German Homeschool Case Will Not Be Heard in Supreme Court

From the March 3 Supreme Court Orders List:

The motion of Alliance Defending Freedom, et al. for leave to file a brief as amici curiae is granted. The petition for a writ of certiorari is denied.

Since 2010, this case has been bounced upwards across the courtrooms in the eastern half of the United States.  The Obama administration, with Attorney General Eric Holder leading, appealed the original Memphis Immigration Court decision giving the German family political asylum in the United States.  The case was overturned and despite a petition to reconsider all the way to the Supreme Court, the Department of Justice won.

Cornell’s Legal Information Institute explaining the legal term – writs of certiorari.

A word from Law Latin, meaning “to be more fully informed.”  If an appellate court has the power to review cases at its discretion, certioari is the formal instrument by which that power gets used.  A writ of certiorari orders a lower court to deliver its record in a case so that the higher court may review it.  The U.S. Supreme Court uses certiorari to pick most of the cases that it hears.


The U.S. Supreme Court gives full consideration to but a small fraction of the cases it has authority to review. With many important categories of cases, the party seeking Supreme Court review does so by “petitioning” the Court to issue a “writ of certiorari.” (See, e.g., 28 U.S.C. §§ 125412572350.) (Note: Some state appeals courts — e.g., Ala., Ark., Colo., Conn., Fla., Ga., La., N.J. — employ the same terminology.) If the Court decides to review one or more issues in such a case it grants “certiorari” (often abbreviated as “cert.”). If the Court decides not to review the case it denies “cert.”

While a decision to deny cert. lets the lower court’s ruling stand, it does not constitute a decision by the Supreme Court on any of the legal issues raised by the case.

Many have criticized the family for seeking political asylum in the United States, rather than living in a European country more lenient to homeschooling. I suspect much of the criticism stems from HSLDA’s involvement with the case and the suspicion the homeschool community is being used to increase international business.

Campbell Robertson reported in the New York Times that HSLDA’s lack of success litigating cases in Germany determined their notion of petitioning for political asylum.
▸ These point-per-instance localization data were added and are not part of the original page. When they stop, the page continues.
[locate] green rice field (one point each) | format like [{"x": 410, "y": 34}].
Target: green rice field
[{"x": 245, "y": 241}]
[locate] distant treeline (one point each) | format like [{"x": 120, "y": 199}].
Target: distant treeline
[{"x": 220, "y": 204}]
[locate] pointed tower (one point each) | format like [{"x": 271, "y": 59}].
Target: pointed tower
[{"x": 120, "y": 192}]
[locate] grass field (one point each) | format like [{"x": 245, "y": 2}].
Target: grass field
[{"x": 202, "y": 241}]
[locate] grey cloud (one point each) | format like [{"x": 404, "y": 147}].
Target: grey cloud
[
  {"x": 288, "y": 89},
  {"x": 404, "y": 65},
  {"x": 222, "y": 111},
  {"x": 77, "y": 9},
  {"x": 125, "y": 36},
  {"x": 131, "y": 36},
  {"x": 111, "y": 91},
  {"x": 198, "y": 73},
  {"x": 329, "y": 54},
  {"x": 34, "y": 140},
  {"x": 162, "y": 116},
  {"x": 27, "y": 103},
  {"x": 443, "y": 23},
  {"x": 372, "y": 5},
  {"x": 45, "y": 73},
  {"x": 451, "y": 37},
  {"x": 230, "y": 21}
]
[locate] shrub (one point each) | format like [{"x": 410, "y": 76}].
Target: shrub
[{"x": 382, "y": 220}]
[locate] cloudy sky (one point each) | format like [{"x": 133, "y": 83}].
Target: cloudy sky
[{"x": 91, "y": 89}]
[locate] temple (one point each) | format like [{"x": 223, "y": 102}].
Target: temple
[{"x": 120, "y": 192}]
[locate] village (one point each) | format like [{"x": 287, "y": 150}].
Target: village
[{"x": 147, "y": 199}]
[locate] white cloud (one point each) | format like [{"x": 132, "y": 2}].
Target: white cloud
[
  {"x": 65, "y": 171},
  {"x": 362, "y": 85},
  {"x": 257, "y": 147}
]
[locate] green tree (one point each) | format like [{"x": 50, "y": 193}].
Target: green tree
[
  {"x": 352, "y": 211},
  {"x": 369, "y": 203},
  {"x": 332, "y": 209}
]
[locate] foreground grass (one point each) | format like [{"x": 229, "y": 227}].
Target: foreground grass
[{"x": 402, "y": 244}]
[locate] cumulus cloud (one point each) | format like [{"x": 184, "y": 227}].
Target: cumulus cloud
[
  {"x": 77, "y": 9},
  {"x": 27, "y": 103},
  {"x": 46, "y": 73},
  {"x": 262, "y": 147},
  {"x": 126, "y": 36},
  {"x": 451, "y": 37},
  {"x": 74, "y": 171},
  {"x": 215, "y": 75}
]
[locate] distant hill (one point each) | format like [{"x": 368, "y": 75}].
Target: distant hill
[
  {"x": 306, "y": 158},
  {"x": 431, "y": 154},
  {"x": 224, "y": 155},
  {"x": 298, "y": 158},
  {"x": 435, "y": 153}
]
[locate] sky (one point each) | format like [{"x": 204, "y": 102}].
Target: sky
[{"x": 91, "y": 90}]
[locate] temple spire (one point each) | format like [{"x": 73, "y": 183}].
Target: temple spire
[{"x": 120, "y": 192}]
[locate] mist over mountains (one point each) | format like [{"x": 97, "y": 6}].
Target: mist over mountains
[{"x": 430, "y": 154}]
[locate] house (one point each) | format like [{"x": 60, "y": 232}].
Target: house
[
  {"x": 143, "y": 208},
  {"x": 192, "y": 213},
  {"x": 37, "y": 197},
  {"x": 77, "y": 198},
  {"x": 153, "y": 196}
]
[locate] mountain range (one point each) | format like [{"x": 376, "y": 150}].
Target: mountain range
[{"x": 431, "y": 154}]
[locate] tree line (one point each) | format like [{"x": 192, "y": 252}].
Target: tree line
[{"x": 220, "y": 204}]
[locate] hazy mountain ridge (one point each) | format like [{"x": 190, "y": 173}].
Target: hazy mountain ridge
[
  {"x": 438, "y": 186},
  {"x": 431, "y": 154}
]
In 2006, after the European Court of Human Rights declined to hear a petition by home-schooling parents that had failed in German courts, lawyers at the association decided to add a political line of attack to the legal one, both to raise awareness of the German policies and to find some broader solution to the issue.

At a brainstorming session, one of the lawyers, Jim Mason, came up with the idea of petitioning for political asylum.

“I don’t know German law or German courts,” Mr. Mason said, “but I do know American courts.”

In this case, that idea did not play out well in the long run of US courts and the current political environment.  But, for the Romeike family, another alternative is their children born in the United States would surely afford residency rights via the citizenship clause from the Fourteenth Amendment.  Deportation does not seem likely, but I am definitely not a lawyer.  

What is more alarming to me in the bigger picture is the report from The Blaze:

The HSLDA says it is already working with “supportive members of Congress to introduce legislation that could help the Romeikes and others who flee persecution.”

HSLDA has been responsible for atrocious homeschool legislation in various states and in federal legislation.  Several years back, the group tried introducing “home school” legislation in Illinois and the idea was ‘chased’ out of Springfield by homeschoolers. A small minority of our tiny, but growing homeschool minority are HSLDA members.  That fact, besides having Virginia lawyers creating legislation is troubling.

What sort of legislation could this Virginia organization create to “protect us” in this current state of political affairs?